I’ve contacted the lawyer and the author of this article in an unrealized attempt to get the actual lawsuit or filings in the court, but alas nothing so far. Nonetheless, from the Virginia Pilot comes this little bit of asshattery:
They were seven letters on the license plates: ICUHAJI.
Phonetically, it could be read, “I see you, Haji.”
To the Department of Motor Vehicles, the message was considered offensive to Arab Americans and grounds for the tags’ revocation.
But to a former sergeant in the U.S. Army, the plates sent a message of support for the soldiers who served with him during two tours in Iraq.
Sean Bujno of Chesapeake, who was honorably discharged in 2009, is appealing last month’s decision by the DMV to revoke his plates. In Circuit Court documents, he contends that DMV Commissioner Richard Holcomb violated his free-speech rights and his 14th Amendment right to due process.
OK, first, I really don’t see how that sends a message of support, but to each their own I suppose. I’m not a huge believer that every use of the “Haji” is evil incarnate, showing the racist bigotted views of the military. Haji-mart to me never meant anything bad, in fact, to me it was a little slice of Eden where one could get 12 seasons of some TV show for like $1 a disc. (This last trip I purchased Legend of the Seeker, Stargate Atlantis, Sarah Connor Chronicles and Farscape, thus solidifying my nerd credentials.)
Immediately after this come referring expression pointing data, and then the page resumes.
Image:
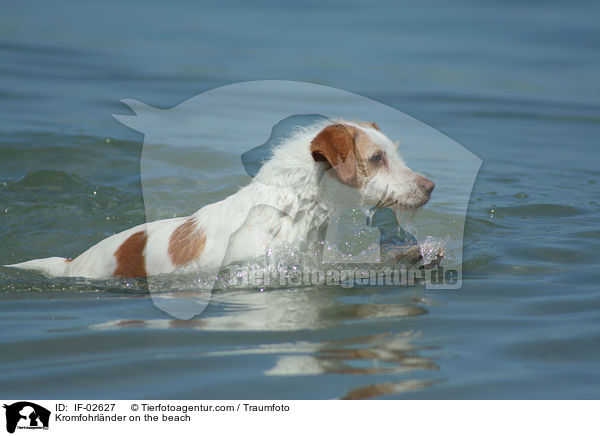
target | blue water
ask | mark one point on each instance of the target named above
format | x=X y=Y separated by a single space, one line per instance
x=515 y=83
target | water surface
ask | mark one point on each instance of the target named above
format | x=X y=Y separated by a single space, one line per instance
x=517 y=84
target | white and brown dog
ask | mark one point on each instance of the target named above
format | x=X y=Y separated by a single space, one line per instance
x=282 y=205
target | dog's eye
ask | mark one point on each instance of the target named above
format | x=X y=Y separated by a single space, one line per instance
x=377 y=157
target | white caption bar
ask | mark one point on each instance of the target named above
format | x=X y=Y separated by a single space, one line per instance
x=301 y=417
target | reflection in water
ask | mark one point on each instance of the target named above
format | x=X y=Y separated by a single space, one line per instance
x=391 y=353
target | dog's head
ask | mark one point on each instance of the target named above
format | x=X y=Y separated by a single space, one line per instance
x=360 y=156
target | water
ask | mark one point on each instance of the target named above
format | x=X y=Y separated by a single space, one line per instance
x=517 y=84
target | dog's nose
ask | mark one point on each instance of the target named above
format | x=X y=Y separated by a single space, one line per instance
x=426 y=185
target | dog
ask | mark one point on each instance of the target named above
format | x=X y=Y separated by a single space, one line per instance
x=283 y=204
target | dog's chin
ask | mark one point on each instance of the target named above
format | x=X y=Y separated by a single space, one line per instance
x=408 y=205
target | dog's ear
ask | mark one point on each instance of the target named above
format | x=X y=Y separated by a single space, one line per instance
x=335 y=145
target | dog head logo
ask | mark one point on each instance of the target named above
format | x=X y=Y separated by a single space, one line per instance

The free-speech rights thing strikes me as absurd though.
“The government can’t be charged with deciding what we can and cannot say,” said Andrew D. Meyer, Bujno’s attorney. “There are going to be people who don’t like a certain message, but that is why there is the First Amendment.”
See, I don’t really see it that way. If Sgt Bujno wants to go out to the village green and repeatedly yell “I See you Haji” until he is blue in the face, that would be a Free Speech issue. But my limited understanding of license plates is that they are meant to identify an automobile, not to make some sort of statement. You have a right to say “I effen hate the Yankees” but I wouldn’t get away with using that as my statement in a public HS Yearbook. This strikes me as analogous to the argument made by the IVAW dipshits that kept trying to crash the Presidential Debates. Sure, you have a right to say what you want, but you don’t have the right to hijack something public to make that happen. You don’t have the right to dress up in outlandish gear including a stocking over your head for your drivers license picture, but you certainly have the right to do that if you feel like going to McDonalds looking like a collosal idiot.
I’m curious what you guys think? Setting aside whether it is appropriate (which I think is at least arguable) do you guys think that the Gov’t owes you an obligation to express yourself however you want on your vanity plate, or does it seem that the Gov’t has a certain obligation to maintain decorum? The 14th Amendment angle also seems weak to me. The Gov’t isn’t depriving this guy of a license plate, they’re simply requiring that it meet the standard they set which facially appears to be pretty content neutral. For instance, I’m guessing “ICUHONKY” would also be verbotten.